桜の季節、踏切で明里とすれ違った貴樹。明里の左手薬指には指輪があり、結婚していることが分かります。 踏切を渡りきった貴樹が振り向くと、ちょうど電車が通過しました。電車が過ぎた後には誰もいません。明里は貴樹の方へは振り向かなかったのです。 そして、貴樹もまた晴れやかな顔で再び前へと歩き出しました。
クズポイントをまとめて紹介!

- 小学生の時電話越しの明里に強い口調で「もう良いよ」と言う
- 花苗に対して雑な扱い
- 結婚適齢期の理紗と3年付き合いつつも分かれる(向き合わない)
- 初恋の思い出をずっと引きずり、果てには仕事を辞める
主人公・貴樹が「クズ」と評されてしまう理由は、大きく上記4つの行動に集約されます。①は子供ゆえの未熟さと考えれば、理解できる部分もあるかもしれません。 しかし、高校生・社会人になってからの②と③の行動は、自己中心的と見られても仕方がないでしょう。他の女性と関係を持ちながら、どこかで明里の面影を追ってしまうため、結局は真剣には向き合わない。その中途半端な態度が、相手を傷つけています。 しかし見方を変えれば、貴樹もまた「初恋の呪い」に苦しむ被害者だったのかもしれません。誰もが抱えうる心の弱さの表れであり、あまりにも人間らしい主人公とも言えるでしょう。
気持ち悪いのはなぜ?鬱作品と言われる理由を考察
貴樹の評価は「クズ」というだけでなく、「気持ち悪い」という意見も少なくありません。 その理由として、大人になっても初恋の相手を想い続ける姿や、膨大な手紙を書くといった行動が、ストーカー的だと解釈されているようです。アニメの主題歌『One more time, One more chance』の歌詞も、そうした印象を強める一因となっています。 また、本作は初恋の人と結ばれず、相手はすでに他の人と結婚しているという悲劇的な結末のため、一部ファンの間では「鬱アニメ」として語られることもあります。
貴樹は初恋の呪いに縛られる
新海誠監督は「貴樹は常に明里だけを考えていたわけではない」と語っています。その時々で真剣に人生と向き合い、他の誰かと恋愛もしました。 しかし、初恋の経験があまりに大きく、その思い出が「呪い」のように貴樹を縛り続けたのです。

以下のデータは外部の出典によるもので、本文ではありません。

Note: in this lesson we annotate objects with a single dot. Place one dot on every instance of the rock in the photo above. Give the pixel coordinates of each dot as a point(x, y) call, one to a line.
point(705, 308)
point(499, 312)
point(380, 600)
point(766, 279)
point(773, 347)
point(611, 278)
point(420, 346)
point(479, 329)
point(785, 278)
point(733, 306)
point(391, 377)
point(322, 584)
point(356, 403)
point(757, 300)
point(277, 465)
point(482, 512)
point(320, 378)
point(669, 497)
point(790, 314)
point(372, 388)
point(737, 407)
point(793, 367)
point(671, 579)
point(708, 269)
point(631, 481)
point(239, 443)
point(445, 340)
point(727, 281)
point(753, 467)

実写映画『秒速5センチメートル』貴樹を演じるのは松村北斗!

2025年10月10日公開の実写映画『秒速5センチメートル』で、遠野貴樹を演じたのは、SixTONESのメンバー・松村北斗です。 俳優としては、映画『ホリック xxxHOLiC』(2023)で、日本アカデミー賞・新人俳優賞を受賞。新海誠作品では『すずめの戸締まり』(2023)でメインキャストの1人・宗像草太役を演じています。

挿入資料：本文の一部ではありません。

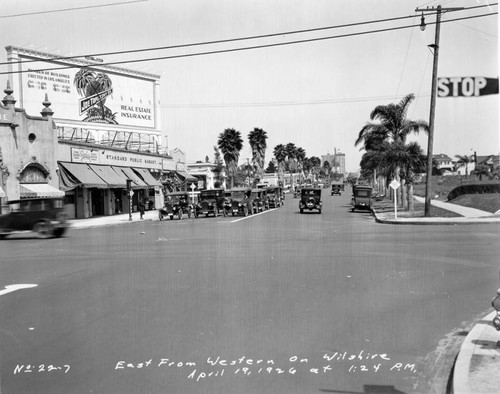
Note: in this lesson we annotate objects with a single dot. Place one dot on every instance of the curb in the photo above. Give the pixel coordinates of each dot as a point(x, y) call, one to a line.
point(109, 224)
point(436, 221)
point(461, 383)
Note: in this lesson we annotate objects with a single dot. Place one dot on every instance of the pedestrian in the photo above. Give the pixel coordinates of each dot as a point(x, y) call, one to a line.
point(141, 208)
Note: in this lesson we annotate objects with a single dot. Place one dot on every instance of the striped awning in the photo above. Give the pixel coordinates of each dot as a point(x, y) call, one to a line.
point(39, 190)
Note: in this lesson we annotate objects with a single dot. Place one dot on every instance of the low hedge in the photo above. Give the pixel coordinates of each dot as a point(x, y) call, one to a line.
point(474, 189)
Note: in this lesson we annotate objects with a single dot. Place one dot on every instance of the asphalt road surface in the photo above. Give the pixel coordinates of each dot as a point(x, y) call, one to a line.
point(278, 302)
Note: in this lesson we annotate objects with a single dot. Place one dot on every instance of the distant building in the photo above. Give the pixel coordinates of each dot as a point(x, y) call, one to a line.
point(444, 163)
point(336, 160)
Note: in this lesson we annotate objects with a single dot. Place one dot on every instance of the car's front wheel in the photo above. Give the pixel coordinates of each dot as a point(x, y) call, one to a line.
point(42, 230)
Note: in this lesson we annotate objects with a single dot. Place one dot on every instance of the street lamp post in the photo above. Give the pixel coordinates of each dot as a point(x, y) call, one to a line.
point(439, 10)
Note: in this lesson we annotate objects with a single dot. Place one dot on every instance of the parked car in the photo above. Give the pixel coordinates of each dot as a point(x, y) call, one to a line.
point(210, 202)
point(337, 188)
point(274, 195)
point(44, 216)
point(361, 197)
point(259, 200)
point(310, 198)
point(176, 204)
point(241, 201)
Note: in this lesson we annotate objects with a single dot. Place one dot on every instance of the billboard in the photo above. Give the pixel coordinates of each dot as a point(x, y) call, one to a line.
point(87, 94)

『秒速5センチメートル』貴樹の将来に想像が膨らむ作品

映画『秒速5センチメートル』の主人公・遠野貴樹を紹介しました! あなたは、貴樹が「初恋を忘れないピュアな主人公」もしくは「初恋に囚われたクズな主人公」どちらに感じられたでしょうか。 実写映画『秒速5センチメートル』の貴樹はどのように描かれるのか。ぜひアニメ版や映画版と比べてみてください。